<Korean>National Treasury Bonds Hit New High... Increased Caution Ahead of FOMC</Korean> View original image


[Asia Economy Reporter Hwang Yoon-joo] On the 21st, yields on all segments of government bonds rose simultaneously, reaching new yearly highs.


On this day in the Seoul bond market, the yield on 3-year government bonds closed at 3.847% per annum, up 2.4 basis points (1bp = 0.01 percentage points) from the previous trading day. This is the highest level in about 11 years and 1 month since it recorded 3.87% on August 3, 2011.


The 10-year bond yield rose 5.5bp to 3.891% per annum. The 10-year yield also reached its highest level since April 26, 2012 (3.87%).

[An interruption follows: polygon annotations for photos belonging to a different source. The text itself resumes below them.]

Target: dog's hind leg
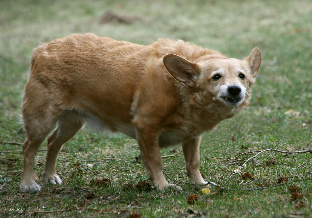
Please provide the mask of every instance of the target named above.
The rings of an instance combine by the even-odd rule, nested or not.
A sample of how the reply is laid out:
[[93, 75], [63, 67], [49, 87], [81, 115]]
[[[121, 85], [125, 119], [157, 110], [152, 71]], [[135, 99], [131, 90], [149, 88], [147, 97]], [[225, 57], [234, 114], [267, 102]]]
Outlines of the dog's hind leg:
[[[49, 102], [47, 92], [34, 90], [42, 85], [39, 84], [25, 92], [22, 113], [27, 138], [23, 145], [24, 154], [23, 173], [21, 189], [24, 192], [40, 191], [40, 186], [35, 181], [35, 156], [40, 145], [55, 126], [58, 111]], [[42, 90], [42, 87], [40, 89]], [[43, 87], [44, 88], [44, 87]]]
[[42, 181], [60, 185], [62, 180], [56, 173], [55, 164], [62, 146], [74, 136], [83, 124], [83, 118], [73, 111], [65, 112], [58, 118], [57, 126], [48, 137], [48, 152]]

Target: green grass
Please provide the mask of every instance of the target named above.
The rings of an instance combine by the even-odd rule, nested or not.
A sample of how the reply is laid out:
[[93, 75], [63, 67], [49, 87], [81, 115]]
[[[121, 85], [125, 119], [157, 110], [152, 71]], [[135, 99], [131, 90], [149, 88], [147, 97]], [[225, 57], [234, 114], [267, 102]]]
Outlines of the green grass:
[[[109, 10], [138, 19], [130, 23], [100, 23]], [[311, 178], [311, 154], [265, 152], [244, 169], [254, 176], [252, 180], [243, 178], [241, 173], [230, 178], [239, 166], [211, 158], [270, 148], [290, 151], [311, 148], [310, 1], [0, 1], [0, 140], [22, 143], [26, 139], [20, 106], [32, 50], [41, 42], [88, 32], [144, 45], [159, 38], [181, 38], [239, 59], [259, 47], [263, 62], [251, 104], [203, 136], [200, 170], [206, 178], [231, 188], [276, 184], [281, 175], [289, 176], [290, 182], [263, 191], [220, 192], [212, 187], [211, 191], [217, 192], [212, 195], [183, 184], [177, 184], [183, 188], [182, 191], [127, 189], [124, 185], [135, 186], [147, 179], [142, 163], [135, 161], [139, 154], [136, 142], [121, 134], [90, 133], [86, 129], [66, 144], [59, 156], [57, 170], [63, 184], [45, 186], [40, 194], [26, 194], [19, 190], [20, 176], [14, 178], [0, 195], [0, 216], [31, 213], [40, 217], [125, 217], [134, 210], [142, 217], [188, 217], [192, 215], [189, 209], [205, 217], [311, 216], [312, 182], [295, 181]], [[46, 147], [46, 141], [41, 148]], [[21, 149], [20, 145], [0, 144], [0, 185], [21, 171]], [[182, 155], [178, 146], [162, 152]], [[46, 151], [39, 151], [36, 157], [38, 175], [46, 155]], [[276, 163], [267, 166], [271, 158]], [[183, 156], [163, 161], [164, 171], [170, 178], [187, 181]], [[103, 178], [109, 179], [111, 184], [92, 183]], [[300, 201], [292, 200], [291, 184], [301, 188]], [[194, 193], [200, 196], [199, 201], [190, 205], [188, 197]], [[300, 201], [305, 206], [297, 208]], [[10, 211], [11, 207], [24, 211]], [[58, 211], [64, 211], [53, 212]], [[36, 211], [50, 212], [32, 213]]]

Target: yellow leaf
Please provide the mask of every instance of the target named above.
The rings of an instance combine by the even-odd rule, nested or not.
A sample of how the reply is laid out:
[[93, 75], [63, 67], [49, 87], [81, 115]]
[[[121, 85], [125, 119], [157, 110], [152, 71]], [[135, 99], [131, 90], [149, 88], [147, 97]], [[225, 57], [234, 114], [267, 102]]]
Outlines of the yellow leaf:
[[210, 194], [210, 190], [208, 188], [203, 188], [202, 189], [202, 193], [203, 194]]

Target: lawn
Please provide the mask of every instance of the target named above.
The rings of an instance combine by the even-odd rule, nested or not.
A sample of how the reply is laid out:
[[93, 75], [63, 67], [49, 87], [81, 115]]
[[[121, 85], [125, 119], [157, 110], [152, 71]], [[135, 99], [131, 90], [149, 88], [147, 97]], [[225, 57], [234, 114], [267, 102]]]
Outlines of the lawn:
[[[177, 146], [162, 150], [170, 156], [163, 159], [163, 171], [183, 191], [157, 191], [147, 181], [135, 140], [87, 127], [58, 158], [63, 184], [20, 191], [26, 139], [20, 106], [32, 50], [87, 32], [143, 45], [181, 39], [239, 59], [260, 49], [250, 104], [202, 140], [203, 176], [232, 190], [212, 186], [210, 194], [202, 194], [187, 184]], [[220, 158], [270, 148], [311, 149], [311, 69], [310, 0], [0, 1], [0, 217], [311, 217], [311, 153], [265, 152], [240, 171], [243, 161]], [[46, 145], [35, 159], [40, 179]]]

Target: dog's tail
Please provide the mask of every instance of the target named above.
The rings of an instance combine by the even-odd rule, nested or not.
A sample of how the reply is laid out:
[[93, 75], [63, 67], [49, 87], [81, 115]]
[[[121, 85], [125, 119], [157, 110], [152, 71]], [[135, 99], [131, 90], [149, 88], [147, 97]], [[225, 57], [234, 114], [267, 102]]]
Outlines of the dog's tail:
[[27, 77], [27, 81], [29, 80], [29, 78], [32, 74], [32, 70], [34, 69], [34, 66], [36, 63], [36, 60], [38, 58], [39, 55], [46, 48], [48, 44], [46, 43], [41, 43], [41, 44], [32, 51], [32, 56], [30, 60], [30, 66], [29, 67], [29, 70], [28, 72], [28, 76]]

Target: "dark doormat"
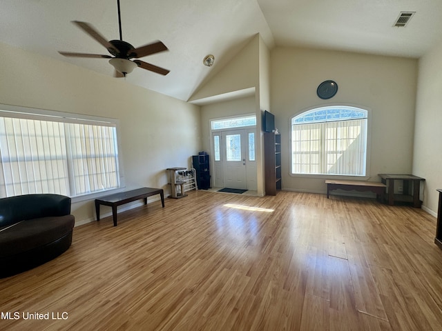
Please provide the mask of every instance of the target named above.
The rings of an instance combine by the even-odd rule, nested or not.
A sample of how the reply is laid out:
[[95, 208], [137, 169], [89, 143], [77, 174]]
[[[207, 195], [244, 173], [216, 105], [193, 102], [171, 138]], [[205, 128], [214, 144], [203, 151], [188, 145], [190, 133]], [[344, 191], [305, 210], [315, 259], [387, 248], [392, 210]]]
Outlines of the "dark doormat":
[[227, 193], [238, 193], [238, 194], [242, 194], [247, 190], [240, 190], [239, 188], [222, 188], [221, 190], [218, 190], [218, 192], [225, 192]]

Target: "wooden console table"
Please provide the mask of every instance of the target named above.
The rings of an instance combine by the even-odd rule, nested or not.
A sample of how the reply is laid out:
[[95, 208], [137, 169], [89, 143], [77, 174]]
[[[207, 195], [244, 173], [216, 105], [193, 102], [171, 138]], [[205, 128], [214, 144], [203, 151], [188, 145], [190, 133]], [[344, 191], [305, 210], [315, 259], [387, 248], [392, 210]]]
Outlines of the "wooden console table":
[[437, 208], [437, 224], [436, 225], [436, 238], [434, 243], [442, 249], [442, 190], [436, 190], [439, 192], [439, 204]]
[[325, 181], [325, 183], [327, 184], [327, 199], [329, 199], [330, 191], [334, 190], [372, 192], [376, 193], [378, 200], [383, 199], [383, 195], [385, 193], [385, 184], [374, 181], [327, 179]]
[[95, 199], [95, 212], [97, 221], [99, 221], [99, 205], [110, 205], [112, 207], [112, 217], [113, 218], [113, 226], [117, 226], [117, 207], [124, 203], [144, 199], [144, 204], [147, 204], [147, 197], [160, 194], [161, 203], [164, 208], [164, 192], [161, 188], [142, 188], [127, 192], [121, 192], [113, 194], [106, 195]]
[[[421, 181], [425, 181], [425, 179], [418, 177], [413, 174], [379, 174], [382, 182], [387, 185], [388, 194], [388, 204], [393, 205], [395, 201], [398, 203], [405, 203], [411, 204], [415, 208], [420, 208], [422, 201], [419, 199], [421, 191]], [[394, 194], [394, 181], [402, 181], [403, 194]], [[412, 186], [412, 190], [410, 190], [410, 185]]]

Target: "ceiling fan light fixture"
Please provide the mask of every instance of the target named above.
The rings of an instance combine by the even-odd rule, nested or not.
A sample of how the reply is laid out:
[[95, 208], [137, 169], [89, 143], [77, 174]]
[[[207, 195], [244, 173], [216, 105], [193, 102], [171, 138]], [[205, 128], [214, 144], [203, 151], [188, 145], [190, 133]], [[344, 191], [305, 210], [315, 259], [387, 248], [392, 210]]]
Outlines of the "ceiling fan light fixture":
[[138, 66], [137, 63], [131, 60], [118, 57], [110, 59], [109, 63], [115, 68], [115, 70], [125, 76], [126, 74], [132, 72], [133, 70]]
[[207, 66], [208, 67], [211, 67], [213, 66], [213, 62], [215, 62], [215, 57], [211, 54], [206, 55], [206, 57], [202, 60], [202, 63], [204, 66]]

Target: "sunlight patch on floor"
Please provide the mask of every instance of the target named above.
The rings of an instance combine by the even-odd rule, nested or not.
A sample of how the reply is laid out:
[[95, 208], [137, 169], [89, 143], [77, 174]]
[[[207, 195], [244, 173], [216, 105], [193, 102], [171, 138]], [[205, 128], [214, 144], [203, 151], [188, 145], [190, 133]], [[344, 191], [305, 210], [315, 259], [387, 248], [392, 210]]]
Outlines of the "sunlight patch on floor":
[[240, 209], [242, 210], [249, 210], [251, 212], [274, 212], [274, 210], [273, 209], [260, 208], [259, 207], [250, 207], [249, 205], [234, 205], [233, 203], [227, 203], [224, 205], [224, 206], [228, 207], [230, 208]]

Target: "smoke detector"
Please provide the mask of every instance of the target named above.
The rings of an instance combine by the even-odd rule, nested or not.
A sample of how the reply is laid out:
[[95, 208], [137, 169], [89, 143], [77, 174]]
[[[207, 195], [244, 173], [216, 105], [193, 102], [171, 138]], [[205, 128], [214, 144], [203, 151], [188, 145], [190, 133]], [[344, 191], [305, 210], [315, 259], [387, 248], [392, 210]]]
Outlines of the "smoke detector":
[[393, 26], [405, 28], [414, 14], [416, 12], [401, 12]]

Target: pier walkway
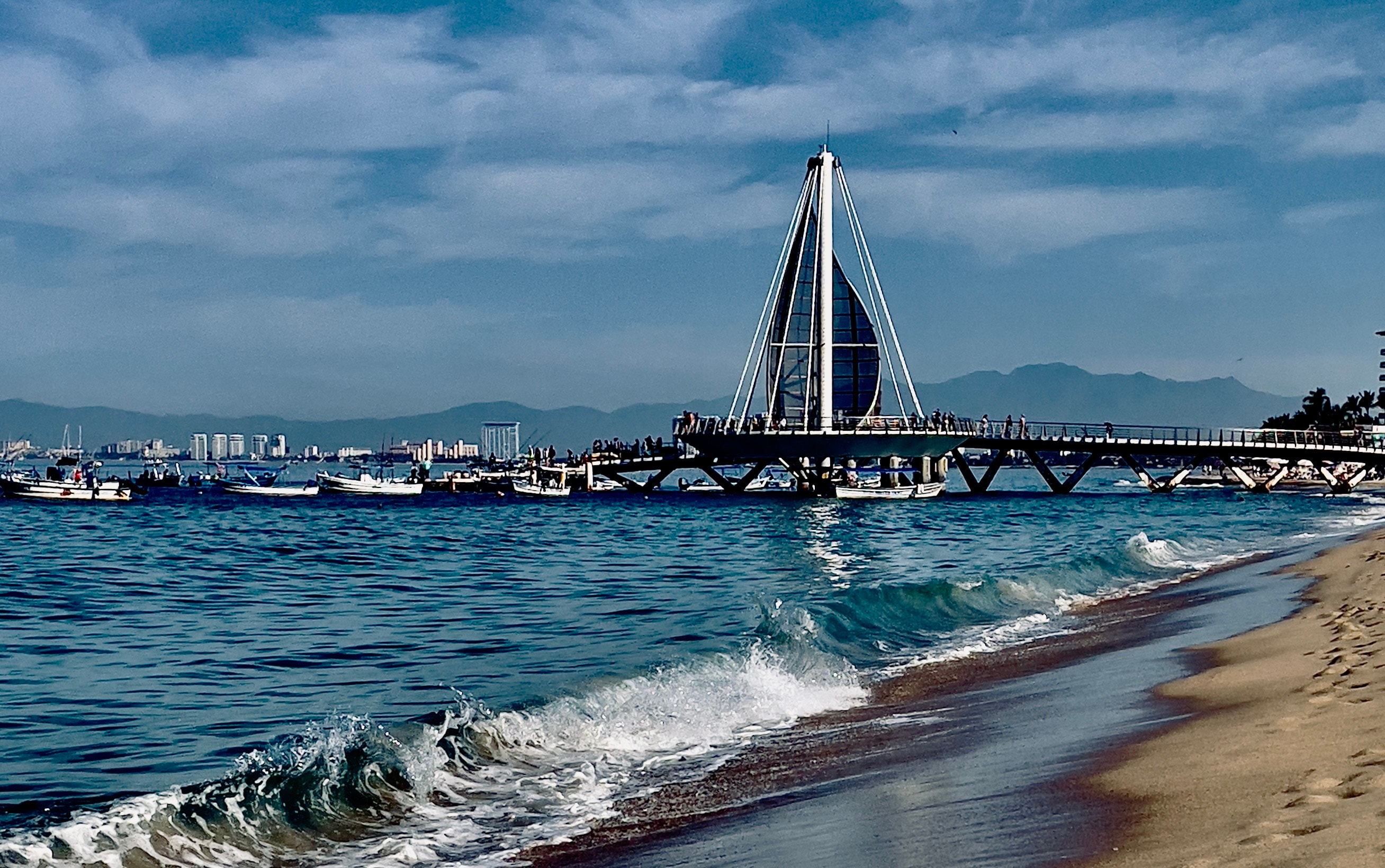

The 5-year and 2-year yields increased by 7.5bp and 4.8bp respectively, closing at 3.905% and 3.858% per annum.


The 20-year yield rose 3.0bp to 3.697% per annum. The 30-year and 50-year yields increased by 3.4bp and 2.5bp respectively, recording 3.660% and 3.593% per annum.


On the 21st (local time), ahead of the Federal Reserve's (Fed) September regular meeting, heightened caution led to new yearly highs across all segments.



The market largely expects the Fed to raise the benchmark interest rate by 75bp at this FOMC meeting, but some speculate a 100bp increase is also possible.


This content was produced with the assistance of AI translation services.